À peine étions-nous sons bois, qu'un bruit de pas se fit entendre. Évidemment, une troupe nombreuse battait l'estrade sur la lisière de notre campement. On entrevoyait quelques ombres silencieuses, qui s'enfuyaient à travers les fourrés.

Les deux chiens, courant, aboyant, allaient et venaient à quelques pas en avant.

«Qui va là?» cria le capitaine Hod.

Pas de réponse.

«Ou ces gens-là ne veulent pas répondre, dit Banks, ou ils ne comprennent pas l'anglais.

—Eh bien, ils comprennent l'indou, répondis-je.

—Kâlagani, dit Banks, criez en indou que si l'on ne répond pas, nous faisons feu.» Kâlagani, employant l'idiome particulier aux indigènes de l'Inde centrale, donna l'ordre aux rôdeurs d'avancer.

Pas plus de réponse que la première fois.
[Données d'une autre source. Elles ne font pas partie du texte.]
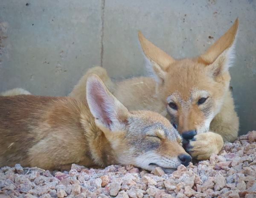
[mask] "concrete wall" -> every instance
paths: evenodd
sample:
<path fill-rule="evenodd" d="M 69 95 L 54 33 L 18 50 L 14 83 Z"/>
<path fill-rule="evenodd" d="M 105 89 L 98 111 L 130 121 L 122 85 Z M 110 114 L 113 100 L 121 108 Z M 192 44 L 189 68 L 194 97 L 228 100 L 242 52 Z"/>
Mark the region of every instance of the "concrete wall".
<path fill-rule="evenodd" d="M 175 58 L 203 52 L 239 17 L 231 85 L 241 133 L 256 129 L 256 1 L 1 0 L 0 91 L 66 95 L 93 65 L 145 75 L 137 37 Z M 209 36 L 213 38 L 209 38 Z"/>

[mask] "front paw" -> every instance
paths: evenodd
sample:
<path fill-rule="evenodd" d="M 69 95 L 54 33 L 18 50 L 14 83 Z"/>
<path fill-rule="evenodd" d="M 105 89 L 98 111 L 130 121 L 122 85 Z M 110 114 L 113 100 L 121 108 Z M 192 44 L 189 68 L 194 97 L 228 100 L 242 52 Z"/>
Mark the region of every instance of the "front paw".
<path fill-rule="evenodd" d="M 189 141 L 185 149 L 193 158 L 209 159 L 212 154 L 217 154 L 223 146 L 221 136 L 212 132 L 200 133 Z"/>

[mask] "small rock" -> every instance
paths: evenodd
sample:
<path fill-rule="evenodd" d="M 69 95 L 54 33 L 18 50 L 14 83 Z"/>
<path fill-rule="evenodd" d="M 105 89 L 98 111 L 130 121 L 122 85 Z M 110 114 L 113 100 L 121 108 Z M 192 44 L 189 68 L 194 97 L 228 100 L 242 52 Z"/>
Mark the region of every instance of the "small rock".
<path fill-rule="evenodd" d="M 58 172 L 56 173 L 54 175 L 54 176 L 61 181 L 63 179 L 65 179 L 65 178 L 68 177 L 68 175 L 66 175 L 65 173 L 63 173 L 60 172 Z"/>
<path fill-rule="evenodd" d="M 118 192 L 118 195 L 116 197 L 117 198 L 129 198 L 128 194 L 124 190 Z"/>
<path fill-rule="evenodd" d="M 63 189 L 58 189 L 57 191 L 57 196 L 58 197 L 63 198 L 64 197 L 67 197 L 67 194 L 66 191 Z"/>
<path fill-rule="evenodd" d="M 20 164 L 16 164 L 15 166 L 15 170 L 18 174 L 23 174 L 24 170 Z"/>
<path fill-rule="evenodd" d="M 215 184 L 214 186 L 214 191 L 221 190 L 226 186 L 226 179 L 223 176 L 217 176 L 215 177 Z"/>
<path fill-rule="evenodd" d="M 139 169 L 138 168 L 133 168 L 130 171 L 130 173 L 131 174 L 139 173 L 140 170 L 139 170 Z"/>
<path fill-rule="evenodd" d="M 116 196 L 117 193 L 121 189 L 121 184 L 119 182 L 112 182 L 108 185 L 110 195 Z"/>
<path fill-rule="evenodd" d="M 157 176 L 162 176 L 165 173 L 160 167 L 156 167 L 151 172 L 154 175 Z"/>
<path fill-rule="evenodd" d="M 176 185 L 177 184 L 177 181 L 173 179 L 168 179 L 163 182 L 164 186 L 168 190 L 173 191 L 176 189 Z"/>
<path fill-rule="evenodd" d="M 100 177 L 102 181 L 101 184 L 102 187 L 104 187 L 109 183 L 109 178 L 107 175 L 102 175 Z"/>
<path fill-rule="evenodd" d="M 83 166 L 79 166 L 79 165 L 75 164 L 72 164 L 71 165 L 71 170 L 76 170 L 78 172 L 80 172 L 81 170 L 85 169 L 85 167 Z"/>
<path fill-rule="evenodd" d="M 24 198 L 36 198 L 37 197 L 32 195 L 30 194 L 26 194 L 24 196 Z"/>
<path fill-rule="evenodd" d="M 155 186 L 157 184 L 156 181 L 148 176 L 143 176 L 141 178 L 141 181 L 148 185 Z"/>
<path fill-rule="evenodd" d="M 71 195 L 76 195 L 81 193 L 81 187 L 79 184 L 74 184 L 73 186 Z"/>

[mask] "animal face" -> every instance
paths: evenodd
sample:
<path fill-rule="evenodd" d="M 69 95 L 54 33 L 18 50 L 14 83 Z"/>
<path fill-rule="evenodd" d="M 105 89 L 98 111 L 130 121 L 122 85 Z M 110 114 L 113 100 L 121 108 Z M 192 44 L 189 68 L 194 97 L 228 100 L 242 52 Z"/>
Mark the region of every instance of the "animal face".
<path fill-rule="evenodd" d="M 228 68 L 238 26 L 231 28 L 203 54 L 175 60 L 147 40 L 139 38 L 157 82 L 159 97 L 173 125 L 186 139 L 207 132 L 228 91 Z"/>
<path fill-rule="evenodd" d="M 191 157 L 184 150 L 181 138 L 165 118 L 149 111 L 130 112 L 95 75 L 88 78 L 87 97 L 97 126 L 103 132 L 120 164 L 132 164 L 166 172 Z"/>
Un coup de fusil éclata alors. L'impatient capitaine Hod venait de tirer, au jugé, sur une ombre qui se dérobait entre les arbres. Une confuse agitation suivit la détonation de la carabine. Il nous sembla que toute une troupe d'individus se dispersait à droite et à gauche. Cela fut même certain, lorsque Phann et Black, qui s'étaient lancés en avant, revinrent tranquillement, ne donnant plus aucun signe d'inquiétude. «Quels qu'ils soient, rôdeurs ou maraudeurs, dit le capitaine Hod, ces gens-là ont battu vite en retraite!

—Évidemment, répondit Banks, et nous n'avons plus qu'à revenir à
Steam-House. Mais, par précaution, on veillera jusqu'au jour.»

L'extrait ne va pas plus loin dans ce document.